Я молча взялась за вяленую индейку. Клала в рот по маленькому волокну, жуя медленно, несмотря на голод, чтобы потянуть время и поддерживать изнеможенный вид. Кочевник тем временем уплетал сушенные свиные ушки, раскачиваясь на соседнем бревне, а Сол сидел рядом и, грызя засахаренные орехи, не сводил с меня глаз. Разве что в рот не заглядывал.
— Кочевник, собери дров, — сказал он неожиданно, повернувшись. — Смеркается. Костер разводить пора.
— Так мы ночевать все-таки будем? — нахмурился Кочевник.
— Не будем, — ответила я.
— Будем, — ответил Сол.
Кочевник сузил глаза.
— Вот же парочка! Нашла коса на камень. Как определитесь, сообщите, — И, демонстративно закинув в рот все оставшиеся свиные уши разом, перекрутился через бревно и сел к нам спиной.

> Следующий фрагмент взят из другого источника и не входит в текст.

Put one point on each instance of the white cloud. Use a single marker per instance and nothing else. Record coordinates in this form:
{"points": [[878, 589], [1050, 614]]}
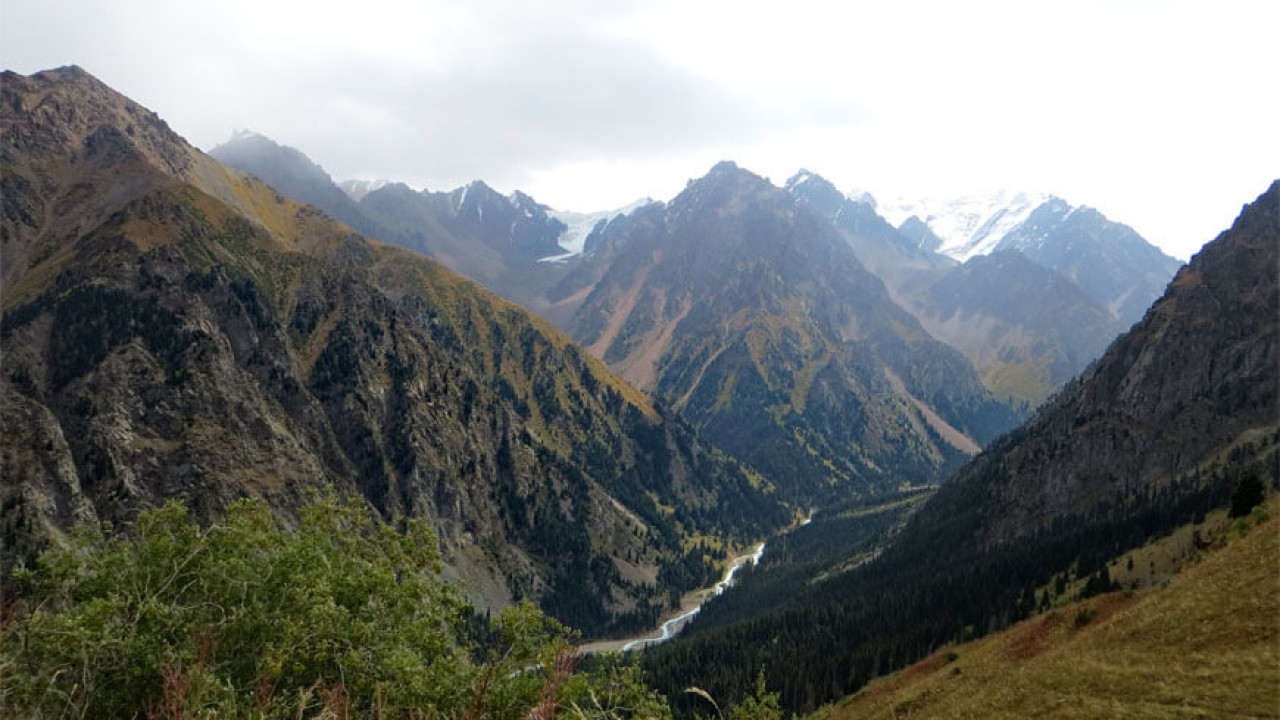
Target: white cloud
{"points": [[1160, 113]]}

Я вздохнула и удрученно посмотрела на Соляриса, качая головой. Значит, ради себя он не был готов рисковать опоздать, а ради меня, невредимой и уж точно не умирающей — запросто.
— Мы переночуем, — повторил он тоном, не терпящим возражений. — Прежде ты никогда не жаловалась на сахарную болезнь, а теперь вон оно как. Лишнее доказательство того, что я всегда прав. Спешка может стоить тебе здоровья, Рубин, а заодно и мне с Кочевником. Потеряешь сознание — и если вниз не упадешь, то вторую руку оторвет, не дай боги, — Солярис красноречиво дернул меня за крепления на поясе, а затем за костяные пальцы, торчащие из-под плаща. — Какой будет толк от тебя, истощенной, в Надлунном мире? Это меня жалеть нечего, не мне континент отстаивать да с богами хороводиться. Если не успеем до окончания летнего Эсбата, то подождем осеннего. Или другое что придумаем. Хотя нет, не слушай меня. Все мы успеем. Я костьми лягу, чтоб успели.